不仅落了针,迅速让那只圆滚滚的毛球幼兔成型。

还低着眉眼冷冷淡淡道:“阿锦又误会了。不过是为师当初学针线学得匆忙,没学好,才会手下净出些个兔崽子。”

果然是打击报复来了。

社畜怀疑他指桑骂槐。

但没有证据。

社畜看这个已成定局的兔崽子,憋了半天,也抓着那个又薄又小的划粉,在剑修铺在膝上的宽袖连连画了几个乌龟。

第108章 | 论的不是什么正经道

再怎么闹腾,唐锦也还是没能改变得了沈侑雪的主意。

闹腾归闹腾,为了面子里子着想,他也没法自己下手去把那个圆滚滚的兔子改回仙鹤的模样。

就从以前自己做给剑修的小礼物来他就晓得自己这点手工活可能也许实在是拿不出手。

明明都是按照同门弟子的说明一步一步仔细做的,谁知道他就为了在布面上缝个笑脸出来还能折腾那么久。

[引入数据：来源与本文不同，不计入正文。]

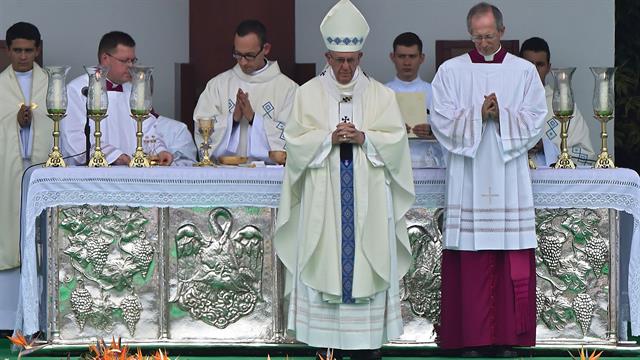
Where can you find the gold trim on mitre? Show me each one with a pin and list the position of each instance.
(344, 28)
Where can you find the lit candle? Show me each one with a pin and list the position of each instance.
(96, 91)
(56, 93)
(205, 122)
(564, 97)
(140, 90)
(603, 98)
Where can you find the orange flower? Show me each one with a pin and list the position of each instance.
(160, 356)
(584, 355)
(19, 340)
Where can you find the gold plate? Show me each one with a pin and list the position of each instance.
(278, 156)
(232, 160)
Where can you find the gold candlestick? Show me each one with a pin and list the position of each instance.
(139, 159)
(564, 159)
(206, 128)
(98, 159)
(604, 161)
(55, 156)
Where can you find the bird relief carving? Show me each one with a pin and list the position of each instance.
(220, 273)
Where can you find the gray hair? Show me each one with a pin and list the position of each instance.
(482, 8)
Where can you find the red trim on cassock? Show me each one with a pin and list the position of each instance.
(488, 298)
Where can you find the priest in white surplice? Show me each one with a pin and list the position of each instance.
(25, 137)
(489, 109)
(348, 183)
(116, 51)
(536, 50)
(250, 101)
(407, 57)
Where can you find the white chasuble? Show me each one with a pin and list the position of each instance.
(270, 94)
(489, 199)
(41, 141)
(309, 225)
(118, 128)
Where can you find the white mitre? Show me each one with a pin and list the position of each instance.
(344, 29)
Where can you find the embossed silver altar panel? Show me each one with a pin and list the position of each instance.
(573, 271)
(221, 278)
(573, 277)
(420, 288)
(104, 258)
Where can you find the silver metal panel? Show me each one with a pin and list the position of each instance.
(209, 275)
(221, 278)
(106, 280)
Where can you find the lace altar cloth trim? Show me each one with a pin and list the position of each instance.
(200, 187)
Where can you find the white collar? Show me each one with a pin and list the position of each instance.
(262, 69)
(24, 74)
(417, 80)
(490, 57)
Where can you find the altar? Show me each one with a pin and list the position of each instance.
(183, 256)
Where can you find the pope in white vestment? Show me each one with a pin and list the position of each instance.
(489, 110)
(340, 230)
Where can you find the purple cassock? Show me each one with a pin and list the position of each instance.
(488, 296)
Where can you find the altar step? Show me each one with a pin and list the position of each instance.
(300, 352)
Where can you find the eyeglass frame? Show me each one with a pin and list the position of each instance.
(130, 62)
(248, 57)
(343, 60)
(489, 37)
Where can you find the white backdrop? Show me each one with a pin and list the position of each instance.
(71, 30)
(580, 33)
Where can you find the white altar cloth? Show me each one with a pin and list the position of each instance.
(205, 187)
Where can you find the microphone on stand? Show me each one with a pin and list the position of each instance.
(87, 131)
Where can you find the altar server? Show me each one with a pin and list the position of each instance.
(489, 109)
(250, 101)
(116, 51)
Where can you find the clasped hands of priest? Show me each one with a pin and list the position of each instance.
(490, 109)
(163, 158)
(346, 133)
(243, 108)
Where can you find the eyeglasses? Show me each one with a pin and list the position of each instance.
(125, 61)
(479, 38)
(249, 57)
(19, 51)
(341, 60)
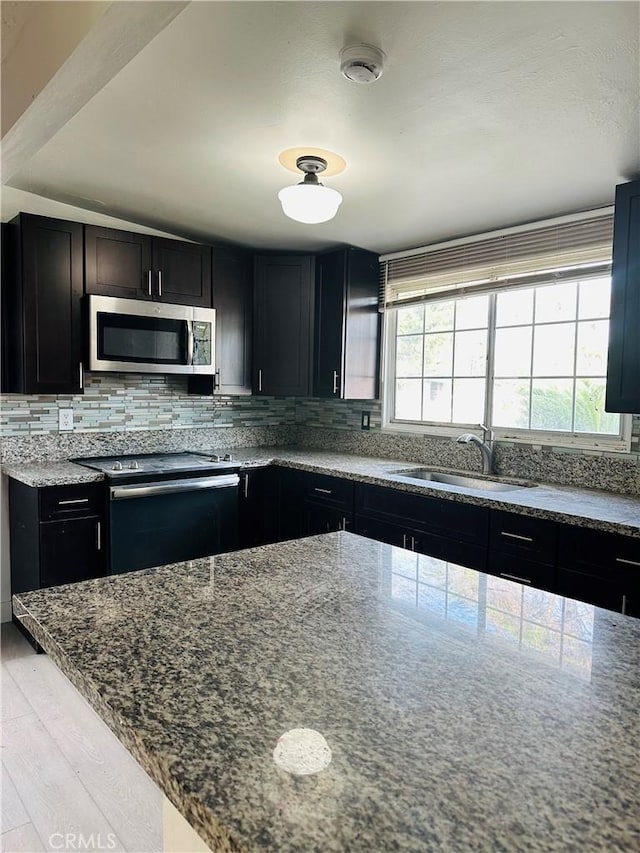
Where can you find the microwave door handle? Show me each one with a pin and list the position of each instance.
(189, 342)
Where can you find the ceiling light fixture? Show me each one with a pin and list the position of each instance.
(310, 201)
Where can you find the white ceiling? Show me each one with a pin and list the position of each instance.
(487, 115)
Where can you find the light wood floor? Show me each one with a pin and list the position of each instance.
(64, 774)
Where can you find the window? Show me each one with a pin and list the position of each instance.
(507, 329)
(530, 362)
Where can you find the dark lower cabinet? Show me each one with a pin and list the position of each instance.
(57, 535)
(600, 568)
(448, 519)
(283, 325)
(41, 306)
(320, 518)
(258, 507)
(623, 369)
(521, 570)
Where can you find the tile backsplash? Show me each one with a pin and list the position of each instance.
(130, 412)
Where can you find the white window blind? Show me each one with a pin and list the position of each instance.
(555, 249)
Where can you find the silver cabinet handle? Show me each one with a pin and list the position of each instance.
(516, 536)
(189, 341)
(514, 578)
(168, 487)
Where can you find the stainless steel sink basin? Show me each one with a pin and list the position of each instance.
(478, 483)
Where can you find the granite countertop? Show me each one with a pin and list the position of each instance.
(462, 711)
(583, 507)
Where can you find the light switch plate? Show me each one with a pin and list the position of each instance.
(65, 420)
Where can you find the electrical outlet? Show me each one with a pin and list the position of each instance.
(65, 420)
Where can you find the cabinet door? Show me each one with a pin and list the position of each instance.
(362, 327)
(51, 256)
(233, 301)
(623, 371)
(328, 375)
(283, 324)
(347, 325)
(445, 518)
(593, 590)
(258, 507)
(381, 531)
(325, 519)
(71, 551)
(182, 272)
(117, 263)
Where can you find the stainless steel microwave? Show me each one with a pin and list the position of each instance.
(130, 335)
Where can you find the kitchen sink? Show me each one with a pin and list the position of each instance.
(479, 483)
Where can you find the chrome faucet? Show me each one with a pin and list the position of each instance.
(485, 444)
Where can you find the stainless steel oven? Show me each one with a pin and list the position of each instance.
(166, 508)
(131, 335)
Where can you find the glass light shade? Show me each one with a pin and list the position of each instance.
(310, 203)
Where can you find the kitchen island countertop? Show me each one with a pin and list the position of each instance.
(591, 508)
(463, 712)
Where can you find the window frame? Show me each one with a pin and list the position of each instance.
(597, 443)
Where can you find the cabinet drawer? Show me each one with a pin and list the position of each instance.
(526, 572)
(592, 590)
(609, 555)
(523, 536)
(60, 502)
(333, 491)
(451, 519)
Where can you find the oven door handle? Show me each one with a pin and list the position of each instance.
(190, 342)
(168, 487)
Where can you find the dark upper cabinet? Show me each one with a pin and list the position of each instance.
(232, 278)
(182, 272)
(623, 373)
(41, 300)
(347, 325)
(233, 301)
(117, 263)
(283, 325)
(136, 266)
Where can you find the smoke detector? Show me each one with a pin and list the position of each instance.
(361, 63)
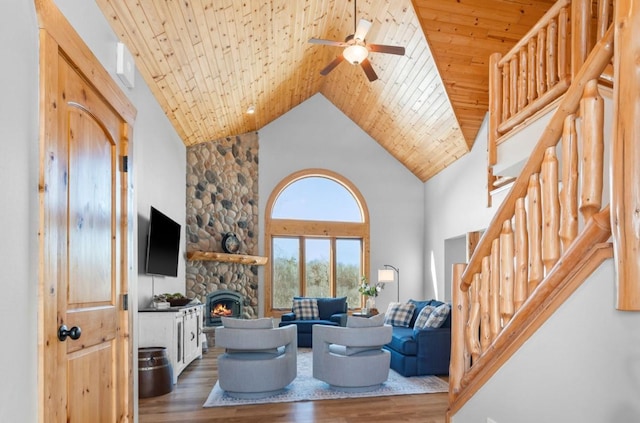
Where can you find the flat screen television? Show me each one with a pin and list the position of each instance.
(163, 244)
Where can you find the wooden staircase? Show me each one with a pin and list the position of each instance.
(551, 231)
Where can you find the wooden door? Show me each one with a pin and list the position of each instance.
(85, 356)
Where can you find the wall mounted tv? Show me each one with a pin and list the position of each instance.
(163, 244)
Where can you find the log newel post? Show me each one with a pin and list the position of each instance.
(625, 154)
(460, 362)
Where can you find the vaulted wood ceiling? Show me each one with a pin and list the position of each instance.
(208, 61)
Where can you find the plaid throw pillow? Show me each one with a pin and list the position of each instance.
(306, 309)
(399, 314)
(438, 316)
(424, 314)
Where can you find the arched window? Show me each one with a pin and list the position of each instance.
(316, 238)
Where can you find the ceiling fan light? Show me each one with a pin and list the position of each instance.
(355, 54)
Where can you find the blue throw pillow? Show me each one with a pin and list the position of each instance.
(330, 306)
(305, 308)
(423, 316)
(419, 306)
(399, 314)
(438, 316)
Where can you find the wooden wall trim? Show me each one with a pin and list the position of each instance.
(596, 62)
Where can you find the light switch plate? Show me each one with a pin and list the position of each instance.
(125, 66)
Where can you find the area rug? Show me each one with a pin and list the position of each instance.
(305, 388)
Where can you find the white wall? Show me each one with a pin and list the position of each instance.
(159, 164)
(316, 134)
(19, 210)
(158, 169)
(582, 365)
(455, 203)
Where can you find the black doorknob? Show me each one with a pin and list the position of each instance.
(73, 333)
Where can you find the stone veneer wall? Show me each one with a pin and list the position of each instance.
(222, 196)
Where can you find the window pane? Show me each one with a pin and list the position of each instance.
(349, 270)
(286, 271)
(317, 198)
(317, 267)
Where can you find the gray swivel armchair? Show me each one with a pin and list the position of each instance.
(259, 360)
(351, 358)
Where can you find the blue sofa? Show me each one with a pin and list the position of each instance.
(332, 312)
(418, 352)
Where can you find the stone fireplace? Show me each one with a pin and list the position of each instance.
(221, 197)
(220, 304)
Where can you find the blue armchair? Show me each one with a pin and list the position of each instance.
(417, 352)
(331, 312)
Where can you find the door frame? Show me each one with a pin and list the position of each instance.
(57, 35)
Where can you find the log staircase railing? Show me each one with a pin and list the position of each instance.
(551, 219)
(540, 68)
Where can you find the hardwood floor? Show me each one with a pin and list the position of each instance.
(184, 404)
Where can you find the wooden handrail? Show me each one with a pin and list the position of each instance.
(593, 67)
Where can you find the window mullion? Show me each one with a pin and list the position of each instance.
(303, 266)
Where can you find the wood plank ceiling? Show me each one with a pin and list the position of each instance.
(208, 61)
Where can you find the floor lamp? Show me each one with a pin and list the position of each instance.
(386, 275)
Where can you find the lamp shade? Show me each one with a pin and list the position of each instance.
(385, 275)
(355, 54)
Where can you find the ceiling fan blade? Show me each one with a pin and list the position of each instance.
(331, 65)
(380, 48)
(368, 70)
(362, 29)
(327, 42)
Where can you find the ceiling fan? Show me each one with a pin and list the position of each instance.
(356, 50)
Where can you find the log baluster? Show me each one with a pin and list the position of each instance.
(550, 209)
(506, 272)
(532, 92)
(552, 53)
(520, 291)
(506, 92)
(494, 291)
(580, 33)
(534, 224)
(625, 192)
(592, 112)
(522, 80)
(513, 85)
(569, 193)
(495, 107)
(563, 40)
(604, 17)
(485, 282)
(460, 361)
(473, 324)
(541, 56)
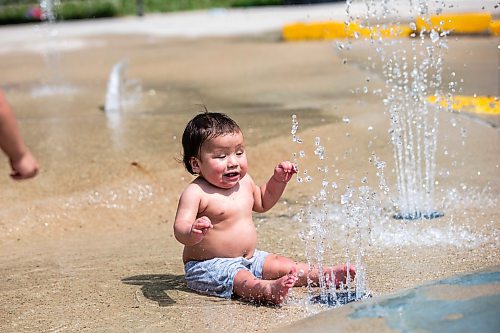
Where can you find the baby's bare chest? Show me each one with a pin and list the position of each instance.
(222, 207)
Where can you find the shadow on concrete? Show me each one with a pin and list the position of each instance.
(155, 287)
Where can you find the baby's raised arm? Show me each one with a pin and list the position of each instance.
(188, 229)
(266, 196)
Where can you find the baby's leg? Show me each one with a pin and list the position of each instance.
(247, 286)
(276, 266)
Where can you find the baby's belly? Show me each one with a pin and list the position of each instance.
(224, 242)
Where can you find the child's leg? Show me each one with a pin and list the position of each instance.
(276, 266)
(247, 286)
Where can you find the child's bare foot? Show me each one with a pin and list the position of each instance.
(281, 286)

好不容易完成了,从箍圈上一拆下来,那个笑脸就歪歪扭扭地变了形,让人百思不得其解。

其他人也是把布绷得那么紧,也是一针一线走出来的,怎么别人的图案端端正正花团锦簇,就自己的弄出来的这张笑脸看起来七分邪魅两分狷狂一分不羁,比最嚣张的熊猫头还要桀骜。

他试了好几次才好不容易整出个看起来勉强像个好人的。

做成了就送给剑修,也不知道有没有真的起到舒缓压力的作用。

现在想想,可能那个布沙包最大的用处,就是让自谦“针线没学好”的剑修一眼看去精神大振信心大增,起到一种绝路逢生无声胜有声的鼓励效果。

成熟玩家的审美再吊诡,唐锦也没脸把自己的手工活挂在腰带上主要还是因为要搭就得穿一套,他现在成天从头到脚都是剑修的手笔,这种清贵无尘的外观实在是跟社畜自己飞沙走石的风格格格不入。

比起让自己的腰上再带个什么笑脸扭曲走两步就会散架的荷包,他还是宁愿老老实实地等着剑修给他做些腰间杂佩的小玩意儿。